As shown in fig. 6, 7 and 8, the detection housing in the combined detection structure of the present invention is a top-bottom pressing structure, and includes an upper cover, a base, a detection reagent strip and a corresponding sampling structure, wherein the sampling structure includes a sampling handle 22, a sampling connection structure 26, a sampling head fixing structure 23 and a sampling head 9, and the sampling head 9 extends out of the sampling handle 22; the proximal end of the chromatography detection structure is a detection connecting structure 24, a base is provided with a bracket 30 for placing the detection reagent strip 11, the detection reagent strip 11 is arranged on the bracket 30, the directions of a sample pad 32, a marker combination pad 33, a nitrocellulose membrane pad 34 and a water absorption pad 35 are sequentially arranged from near to far, the front side of the detection connecting structure 24 is provided with a sampling head insertion hole 14, the inner cavity of an upper cover is provided with a sample collection channel 29 for squeezing and collecting a sample to be detected, the proximal end of the sample collection channel 29 is provided with a cavity structure 25 of a liquid flow opening 28, the cavity structure is communicated with the sample pad 32 of the detection reagent strip 11 through the liquid flow opening 28, the upper cover is provided with an observation window 12, the position of the nitrocellulose membrane pad 34 of the detection reagent strip 11 corresponds to the position, and the proximal end of the pressure-type detection structure is provided with male-female insertion type connecting structures 24 and 26. The detection structure end is male convex, the sampling structure end is female concave, or the detection structure end is female concave, and the sampling structure end is male convex.
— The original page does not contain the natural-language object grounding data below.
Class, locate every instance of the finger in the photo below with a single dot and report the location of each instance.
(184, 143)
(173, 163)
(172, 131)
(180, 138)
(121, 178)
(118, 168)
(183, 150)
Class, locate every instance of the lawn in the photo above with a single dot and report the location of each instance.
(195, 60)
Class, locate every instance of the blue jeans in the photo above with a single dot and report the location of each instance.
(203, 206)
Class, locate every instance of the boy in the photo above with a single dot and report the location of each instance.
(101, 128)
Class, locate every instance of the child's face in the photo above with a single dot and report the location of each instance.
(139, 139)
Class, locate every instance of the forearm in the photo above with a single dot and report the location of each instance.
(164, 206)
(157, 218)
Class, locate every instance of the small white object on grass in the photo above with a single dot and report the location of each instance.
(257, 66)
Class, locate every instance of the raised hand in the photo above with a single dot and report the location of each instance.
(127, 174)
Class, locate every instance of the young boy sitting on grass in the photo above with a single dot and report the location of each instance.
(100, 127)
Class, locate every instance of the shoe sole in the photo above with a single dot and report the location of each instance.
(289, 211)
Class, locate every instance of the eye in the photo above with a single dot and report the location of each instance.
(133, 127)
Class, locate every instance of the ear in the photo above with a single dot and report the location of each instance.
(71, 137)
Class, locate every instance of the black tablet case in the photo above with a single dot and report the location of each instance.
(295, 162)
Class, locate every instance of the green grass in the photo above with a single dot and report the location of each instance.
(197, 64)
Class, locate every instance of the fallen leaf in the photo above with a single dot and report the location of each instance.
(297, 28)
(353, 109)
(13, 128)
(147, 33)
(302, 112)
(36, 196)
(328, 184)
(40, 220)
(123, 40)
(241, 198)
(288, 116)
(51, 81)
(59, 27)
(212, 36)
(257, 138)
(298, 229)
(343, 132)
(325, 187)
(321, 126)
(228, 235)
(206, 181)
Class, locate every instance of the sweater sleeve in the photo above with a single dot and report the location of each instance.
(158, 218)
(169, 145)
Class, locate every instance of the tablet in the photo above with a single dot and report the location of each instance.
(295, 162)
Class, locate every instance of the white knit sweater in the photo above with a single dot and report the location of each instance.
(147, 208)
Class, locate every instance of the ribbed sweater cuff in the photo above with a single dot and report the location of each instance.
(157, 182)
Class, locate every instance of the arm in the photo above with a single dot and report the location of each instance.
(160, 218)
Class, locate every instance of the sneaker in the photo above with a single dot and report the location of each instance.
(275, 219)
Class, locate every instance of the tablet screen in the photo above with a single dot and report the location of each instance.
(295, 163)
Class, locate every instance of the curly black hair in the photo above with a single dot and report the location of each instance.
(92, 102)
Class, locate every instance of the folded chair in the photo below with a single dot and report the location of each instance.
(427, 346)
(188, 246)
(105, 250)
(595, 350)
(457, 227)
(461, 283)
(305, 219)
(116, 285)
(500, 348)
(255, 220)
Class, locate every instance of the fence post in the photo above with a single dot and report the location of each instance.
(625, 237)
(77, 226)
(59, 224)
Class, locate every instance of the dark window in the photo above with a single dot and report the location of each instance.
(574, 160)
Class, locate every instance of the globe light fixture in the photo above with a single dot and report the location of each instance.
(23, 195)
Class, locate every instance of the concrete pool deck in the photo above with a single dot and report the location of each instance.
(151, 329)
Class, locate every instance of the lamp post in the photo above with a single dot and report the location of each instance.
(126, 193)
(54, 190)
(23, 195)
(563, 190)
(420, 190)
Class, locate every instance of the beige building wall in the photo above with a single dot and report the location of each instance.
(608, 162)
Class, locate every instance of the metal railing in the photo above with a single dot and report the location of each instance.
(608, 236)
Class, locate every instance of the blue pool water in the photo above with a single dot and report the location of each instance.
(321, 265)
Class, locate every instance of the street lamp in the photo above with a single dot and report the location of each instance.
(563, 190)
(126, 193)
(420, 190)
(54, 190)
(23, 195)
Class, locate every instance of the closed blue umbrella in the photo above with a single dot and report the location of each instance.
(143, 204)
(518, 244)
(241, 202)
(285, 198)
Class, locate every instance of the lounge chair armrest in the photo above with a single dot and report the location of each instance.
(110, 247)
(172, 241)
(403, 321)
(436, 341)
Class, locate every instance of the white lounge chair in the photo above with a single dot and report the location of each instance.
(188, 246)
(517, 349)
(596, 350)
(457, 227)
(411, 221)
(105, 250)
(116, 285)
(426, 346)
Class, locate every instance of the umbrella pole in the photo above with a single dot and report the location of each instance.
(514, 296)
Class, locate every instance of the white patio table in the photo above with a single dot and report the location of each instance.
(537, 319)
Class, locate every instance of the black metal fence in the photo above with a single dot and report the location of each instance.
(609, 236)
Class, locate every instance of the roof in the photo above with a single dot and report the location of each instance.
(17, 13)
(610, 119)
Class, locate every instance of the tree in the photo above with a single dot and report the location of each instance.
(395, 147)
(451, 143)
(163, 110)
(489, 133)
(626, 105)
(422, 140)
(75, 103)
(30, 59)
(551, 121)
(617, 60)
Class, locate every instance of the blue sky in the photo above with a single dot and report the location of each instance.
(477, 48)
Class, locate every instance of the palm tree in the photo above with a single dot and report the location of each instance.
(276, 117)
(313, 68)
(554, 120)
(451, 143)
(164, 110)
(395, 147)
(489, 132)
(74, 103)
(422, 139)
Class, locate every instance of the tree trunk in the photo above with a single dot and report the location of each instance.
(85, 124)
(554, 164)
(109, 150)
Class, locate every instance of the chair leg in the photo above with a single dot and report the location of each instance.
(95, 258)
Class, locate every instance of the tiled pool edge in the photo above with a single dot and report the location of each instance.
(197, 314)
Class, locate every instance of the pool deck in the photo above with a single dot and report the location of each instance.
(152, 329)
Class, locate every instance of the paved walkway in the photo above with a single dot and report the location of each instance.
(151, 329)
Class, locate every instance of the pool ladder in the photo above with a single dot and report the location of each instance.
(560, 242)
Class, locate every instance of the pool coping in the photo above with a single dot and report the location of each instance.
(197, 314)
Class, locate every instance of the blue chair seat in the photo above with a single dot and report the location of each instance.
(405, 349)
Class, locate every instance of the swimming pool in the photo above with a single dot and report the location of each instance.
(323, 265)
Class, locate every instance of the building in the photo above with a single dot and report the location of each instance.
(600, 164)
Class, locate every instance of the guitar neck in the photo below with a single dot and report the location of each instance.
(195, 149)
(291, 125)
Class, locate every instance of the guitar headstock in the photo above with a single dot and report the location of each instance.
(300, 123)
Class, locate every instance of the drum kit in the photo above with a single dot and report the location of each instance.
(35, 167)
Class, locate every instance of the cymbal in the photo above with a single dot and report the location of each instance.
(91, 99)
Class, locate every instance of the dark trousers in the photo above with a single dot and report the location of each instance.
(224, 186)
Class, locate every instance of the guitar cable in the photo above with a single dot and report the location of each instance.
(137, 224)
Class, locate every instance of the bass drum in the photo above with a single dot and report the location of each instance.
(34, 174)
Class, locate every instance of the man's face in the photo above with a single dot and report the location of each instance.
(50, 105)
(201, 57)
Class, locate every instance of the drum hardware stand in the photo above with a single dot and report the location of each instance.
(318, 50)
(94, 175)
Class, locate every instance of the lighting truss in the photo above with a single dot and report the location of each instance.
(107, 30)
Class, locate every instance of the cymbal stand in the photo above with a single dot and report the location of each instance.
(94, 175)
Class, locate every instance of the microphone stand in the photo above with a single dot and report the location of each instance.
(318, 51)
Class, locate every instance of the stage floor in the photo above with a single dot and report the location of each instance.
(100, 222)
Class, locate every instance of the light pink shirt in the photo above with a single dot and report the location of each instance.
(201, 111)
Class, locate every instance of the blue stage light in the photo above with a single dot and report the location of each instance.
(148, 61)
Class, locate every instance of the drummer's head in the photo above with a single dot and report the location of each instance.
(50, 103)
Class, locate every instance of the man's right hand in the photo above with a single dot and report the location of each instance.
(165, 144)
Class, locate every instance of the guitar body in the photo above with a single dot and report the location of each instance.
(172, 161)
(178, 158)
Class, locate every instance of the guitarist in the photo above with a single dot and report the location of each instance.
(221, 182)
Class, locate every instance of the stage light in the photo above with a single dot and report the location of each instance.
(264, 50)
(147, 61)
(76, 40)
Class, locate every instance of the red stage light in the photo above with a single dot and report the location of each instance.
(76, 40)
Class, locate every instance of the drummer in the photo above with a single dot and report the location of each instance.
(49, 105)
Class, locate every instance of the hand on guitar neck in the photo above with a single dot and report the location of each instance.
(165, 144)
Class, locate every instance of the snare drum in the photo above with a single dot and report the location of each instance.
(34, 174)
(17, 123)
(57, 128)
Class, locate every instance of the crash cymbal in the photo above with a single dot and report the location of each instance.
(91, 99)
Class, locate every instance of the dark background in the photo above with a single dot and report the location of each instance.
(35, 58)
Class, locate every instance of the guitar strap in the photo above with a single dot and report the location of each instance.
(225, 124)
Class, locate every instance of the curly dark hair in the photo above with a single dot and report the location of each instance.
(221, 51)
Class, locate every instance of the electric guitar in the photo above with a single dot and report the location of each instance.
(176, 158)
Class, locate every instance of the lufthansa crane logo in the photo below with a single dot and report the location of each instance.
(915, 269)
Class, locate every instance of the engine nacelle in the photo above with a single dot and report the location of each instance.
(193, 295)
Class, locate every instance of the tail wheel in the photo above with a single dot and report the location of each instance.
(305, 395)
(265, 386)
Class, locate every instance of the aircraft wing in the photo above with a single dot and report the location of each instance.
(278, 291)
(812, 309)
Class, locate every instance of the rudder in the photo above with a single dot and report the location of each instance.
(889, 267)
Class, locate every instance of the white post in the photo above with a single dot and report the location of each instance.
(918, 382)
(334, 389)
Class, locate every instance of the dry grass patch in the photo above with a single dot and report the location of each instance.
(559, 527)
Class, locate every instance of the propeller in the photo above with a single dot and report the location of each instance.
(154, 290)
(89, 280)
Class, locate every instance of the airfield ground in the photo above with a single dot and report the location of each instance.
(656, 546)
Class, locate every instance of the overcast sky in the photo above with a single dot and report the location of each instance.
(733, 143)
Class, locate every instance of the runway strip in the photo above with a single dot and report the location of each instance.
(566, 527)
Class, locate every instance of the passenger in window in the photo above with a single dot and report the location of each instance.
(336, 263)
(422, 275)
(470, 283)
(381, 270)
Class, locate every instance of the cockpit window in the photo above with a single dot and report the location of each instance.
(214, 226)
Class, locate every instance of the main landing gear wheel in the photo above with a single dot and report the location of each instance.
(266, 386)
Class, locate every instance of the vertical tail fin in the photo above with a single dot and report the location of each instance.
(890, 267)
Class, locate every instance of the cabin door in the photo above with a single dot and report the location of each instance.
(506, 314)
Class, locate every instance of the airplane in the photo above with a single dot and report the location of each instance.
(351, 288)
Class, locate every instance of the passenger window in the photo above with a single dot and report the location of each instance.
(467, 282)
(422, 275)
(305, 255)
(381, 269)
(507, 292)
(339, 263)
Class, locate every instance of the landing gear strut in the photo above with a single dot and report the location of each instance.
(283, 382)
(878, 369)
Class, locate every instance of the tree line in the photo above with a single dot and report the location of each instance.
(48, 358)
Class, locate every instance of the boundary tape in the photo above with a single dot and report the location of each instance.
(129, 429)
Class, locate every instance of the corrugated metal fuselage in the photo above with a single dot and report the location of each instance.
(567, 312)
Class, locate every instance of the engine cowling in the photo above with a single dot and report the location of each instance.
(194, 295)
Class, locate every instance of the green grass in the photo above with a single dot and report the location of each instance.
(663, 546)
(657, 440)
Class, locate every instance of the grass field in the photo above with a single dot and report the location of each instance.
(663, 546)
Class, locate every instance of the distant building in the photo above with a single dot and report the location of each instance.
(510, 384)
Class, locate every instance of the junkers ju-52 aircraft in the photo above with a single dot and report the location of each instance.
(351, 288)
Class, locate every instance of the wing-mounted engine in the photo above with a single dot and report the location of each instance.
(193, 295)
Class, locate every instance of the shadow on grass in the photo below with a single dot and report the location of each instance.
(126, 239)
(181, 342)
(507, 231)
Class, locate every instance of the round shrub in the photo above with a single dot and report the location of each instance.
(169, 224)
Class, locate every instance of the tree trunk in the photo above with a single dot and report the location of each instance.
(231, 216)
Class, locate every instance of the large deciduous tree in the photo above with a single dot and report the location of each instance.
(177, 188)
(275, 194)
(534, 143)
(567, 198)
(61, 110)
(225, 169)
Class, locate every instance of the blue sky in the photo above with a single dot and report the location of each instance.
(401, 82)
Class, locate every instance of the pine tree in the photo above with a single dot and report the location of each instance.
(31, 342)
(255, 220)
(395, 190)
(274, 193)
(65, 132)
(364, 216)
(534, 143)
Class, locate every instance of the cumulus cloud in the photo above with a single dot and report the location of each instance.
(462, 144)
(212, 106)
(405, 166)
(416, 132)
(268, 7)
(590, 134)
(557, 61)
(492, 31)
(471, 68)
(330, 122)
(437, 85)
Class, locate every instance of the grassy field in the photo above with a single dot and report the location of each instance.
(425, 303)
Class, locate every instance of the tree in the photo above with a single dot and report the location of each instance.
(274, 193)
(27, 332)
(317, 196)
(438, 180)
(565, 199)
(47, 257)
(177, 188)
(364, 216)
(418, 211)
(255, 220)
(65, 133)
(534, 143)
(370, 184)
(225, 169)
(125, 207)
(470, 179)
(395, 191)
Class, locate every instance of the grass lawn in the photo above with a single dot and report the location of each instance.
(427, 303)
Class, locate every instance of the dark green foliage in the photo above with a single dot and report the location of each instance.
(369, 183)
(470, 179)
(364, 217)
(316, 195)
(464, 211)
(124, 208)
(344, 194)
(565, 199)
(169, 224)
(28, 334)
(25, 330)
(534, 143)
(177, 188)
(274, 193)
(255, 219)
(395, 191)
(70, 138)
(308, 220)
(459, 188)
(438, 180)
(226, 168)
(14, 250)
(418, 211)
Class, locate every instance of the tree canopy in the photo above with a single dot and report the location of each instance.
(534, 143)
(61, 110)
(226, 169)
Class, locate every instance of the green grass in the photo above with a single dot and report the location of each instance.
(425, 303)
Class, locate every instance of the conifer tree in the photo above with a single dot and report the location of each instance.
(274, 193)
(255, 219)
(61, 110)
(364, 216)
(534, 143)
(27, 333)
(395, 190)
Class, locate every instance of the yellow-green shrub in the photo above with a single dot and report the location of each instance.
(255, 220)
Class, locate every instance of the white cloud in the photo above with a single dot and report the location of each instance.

As shown in fig. 9, 10 and 11, the detecting housing in the combined detecting structure of the invention is a sleeve-shaped structure, and includes an inner core, an outer sleeve and a corresponding sampling structure, wherein the sampling structure includes a sampling handle 37, a sampling connecting structure 38, a sampling head fixing structure 39 and a sampling head 9, and the sampling head 9 extends out of the sampling handle 37; the outer side of an inner core 43 of the chromatography detection structure is provided with a bracket 45 for placing a detection reagent strip 11, the inner cavity of the inner core 43 is provided with a sample collection channel 46 for extruding a sample to be detected collected by a sampling head 9, the detection reagent strip 11 is arranged on the bracket 45 and sequentially arranged from near to far in the directions of a sample pad, a marker combination pad, a nitrocellulose membrane pad and a water absorption pad, the proximal ends of the sample collection channel 46 and the bracket 45 are provided with cavity structures 42 of liquid flow open holes 47, the cavity structures are communicated with the sample pad of the detection reagent strip 11 through the liquid flow open holes 47, an outer sleeve 44 is provided with an observation window 12 corresponding to the positions of the cellulose membrane pad 34 of the detection reagent strip 11, the proximal end of a male-female insertion type detection connecting structure 41 is arranged at the proximal end of the male-female insertion type detection connecting structure, and a sampling head insertion hole 14 is arranged at the front side of the detection connecting structure.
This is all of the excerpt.